Little Young Street Redfern features a range of dwelling types, ranging from rear access garages and gates to frontages for studios and flats. The residents have lined the lane with plants in pots and in the ground, making the space more appealing and distinct.
Residential lanes are two-way, very low-volume, very slow speed service streets to the rear of residential lots.
The street reserve is approximately 6–7m wide, with no car parking.
These lanes are common in pre-war neighbourhoods, and recently in new residential subdivisions for blocks with narrow lots to avoid garage dominance on front streetscape or serve access-denied properties.
In residential areas, laneways can make active transport on facing streets safer by removing the need for driveways and eliminating conflict between people walking or cycling and drivers.
Property access: rear access to properties, often narrow lots with terraces or semi-detached houses; occasional retrofitted studio flats
No car parking
Use: service garages and garbage collection. Preserves front address for presentation and streetscape. Popular cycle routes if in busy area. Often functions like a shared zone.

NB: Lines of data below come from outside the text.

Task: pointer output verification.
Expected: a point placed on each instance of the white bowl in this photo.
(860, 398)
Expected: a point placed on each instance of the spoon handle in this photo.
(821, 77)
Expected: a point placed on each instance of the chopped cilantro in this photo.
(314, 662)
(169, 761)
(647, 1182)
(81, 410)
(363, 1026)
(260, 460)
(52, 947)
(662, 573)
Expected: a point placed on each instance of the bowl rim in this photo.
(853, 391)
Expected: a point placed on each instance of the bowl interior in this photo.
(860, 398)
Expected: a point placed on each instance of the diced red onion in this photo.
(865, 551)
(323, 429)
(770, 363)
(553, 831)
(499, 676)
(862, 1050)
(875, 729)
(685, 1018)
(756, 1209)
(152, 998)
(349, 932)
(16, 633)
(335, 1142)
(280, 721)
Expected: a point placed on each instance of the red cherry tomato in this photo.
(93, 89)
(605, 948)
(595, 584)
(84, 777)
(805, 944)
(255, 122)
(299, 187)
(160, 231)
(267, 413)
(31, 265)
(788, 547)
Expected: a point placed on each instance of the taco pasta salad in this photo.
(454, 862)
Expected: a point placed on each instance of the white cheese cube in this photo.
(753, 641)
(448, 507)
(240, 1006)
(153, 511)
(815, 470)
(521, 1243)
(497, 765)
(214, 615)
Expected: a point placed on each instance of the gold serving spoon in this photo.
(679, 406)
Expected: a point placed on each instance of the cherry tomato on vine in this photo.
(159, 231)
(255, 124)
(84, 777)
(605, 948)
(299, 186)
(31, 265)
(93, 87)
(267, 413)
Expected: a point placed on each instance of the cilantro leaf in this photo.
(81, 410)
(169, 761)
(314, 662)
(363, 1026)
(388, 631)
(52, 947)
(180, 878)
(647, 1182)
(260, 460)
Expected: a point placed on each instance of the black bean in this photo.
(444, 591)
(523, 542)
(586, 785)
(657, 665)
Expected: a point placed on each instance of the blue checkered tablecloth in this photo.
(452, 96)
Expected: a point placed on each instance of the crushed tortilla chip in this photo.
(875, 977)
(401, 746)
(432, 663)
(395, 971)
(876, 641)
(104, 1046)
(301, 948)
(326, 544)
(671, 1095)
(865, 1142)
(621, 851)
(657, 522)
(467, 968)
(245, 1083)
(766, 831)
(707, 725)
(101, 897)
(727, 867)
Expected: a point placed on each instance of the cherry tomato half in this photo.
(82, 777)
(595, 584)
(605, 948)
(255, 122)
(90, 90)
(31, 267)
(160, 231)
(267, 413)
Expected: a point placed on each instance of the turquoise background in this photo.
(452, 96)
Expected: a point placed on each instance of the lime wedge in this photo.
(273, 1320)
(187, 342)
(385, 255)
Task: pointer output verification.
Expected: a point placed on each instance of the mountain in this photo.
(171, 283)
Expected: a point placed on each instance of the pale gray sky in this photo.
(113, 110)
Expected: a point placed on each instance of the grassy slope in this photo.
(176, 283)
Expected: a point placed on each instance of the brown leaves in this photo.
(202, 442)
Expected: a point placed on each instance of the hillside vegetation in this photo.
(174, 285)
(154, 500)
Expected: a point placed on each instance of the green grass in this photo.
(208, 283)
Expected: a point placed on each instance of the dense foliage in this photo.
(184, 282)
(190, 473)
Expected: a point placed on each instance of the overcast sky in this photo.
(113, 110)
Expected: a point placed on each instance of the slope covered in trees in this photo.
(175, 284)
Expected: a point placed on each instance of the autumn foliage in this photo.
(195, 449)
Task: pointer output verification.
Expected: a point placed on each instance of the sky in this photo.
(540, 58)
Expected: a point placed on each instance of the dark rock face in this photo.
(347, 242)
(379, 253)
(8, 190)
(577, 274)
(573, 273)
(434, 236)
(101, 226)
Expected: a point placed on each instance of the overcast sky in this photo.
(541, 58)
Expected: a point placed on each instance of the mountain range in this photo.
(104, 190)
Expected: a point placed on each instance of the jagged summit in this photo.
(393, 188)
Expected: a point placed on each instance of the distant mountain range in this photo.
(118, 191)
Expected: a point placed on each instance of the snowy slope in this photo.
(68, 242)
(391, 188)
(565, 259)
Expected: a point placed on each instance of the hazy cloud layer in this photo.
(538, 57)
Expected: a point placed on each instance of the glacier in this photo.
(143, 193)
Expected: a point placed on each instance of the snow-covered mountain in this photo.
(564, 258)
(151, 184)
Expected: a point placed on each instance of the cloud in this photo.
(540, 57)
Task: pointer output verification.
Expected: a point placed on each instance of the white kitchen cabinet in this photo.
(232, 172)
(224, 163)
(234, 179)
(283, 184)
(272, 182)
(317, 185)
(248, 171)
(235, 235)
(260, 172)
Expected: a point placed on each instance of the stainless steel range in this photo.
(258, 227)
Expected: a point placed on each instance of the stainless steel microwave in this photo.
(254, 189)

Design elements: fully paved, upright kerbs, utilitarian materials. No landscape but often ‘borrow’ tree canopy from private lots. Usually no lighting
Property access: rear access to properties, often narrow lots with terraces or semi-detached houses. Some laneways feature secondary dwellings such as 'Fonzie’ flats with an address fronting the laneway
No car parking.
Use: service garages and garbage collection. Preserves front address for presentation and streetscape. Torrens title lots require public lanes. Often functions like a shared zone.
Design elements: flush environment; paving material variable depending on estate development; lighting; occasional columnar trees
Drawings
Section (2010s new residential estate example)
Residential lane section.
Plan (2010s new residential estate example)
Residential lane plan.
Common issues
Misguided concept of providing a wider lane than functionally necessary (e.g. for frontage type streetscape or contingency spaces for garbage collection vehicles or for street type planting) creates an awkward mix of street and lane, or a ‘strane’. ‘Stranes’ attracts rogue car parking, often compromising vehicle manoeuvring from neighbours’ garages and a confusing driving environment.
Services and design detailing of building facades with zero setbacks not known in planning or resolved in design, requiring poor solutions in construction.
Garbage bin storage inadequate or inconvenient, resulting in bins staying permanently in lanes.
Design confusion about lanes needing high quality public domain finishes increases costs and discourages their use in subdivisions, resulting in streets dominated by garages and driveways.
Very long, straight legs without design details or passive surveillance can raise security and speeding concerns.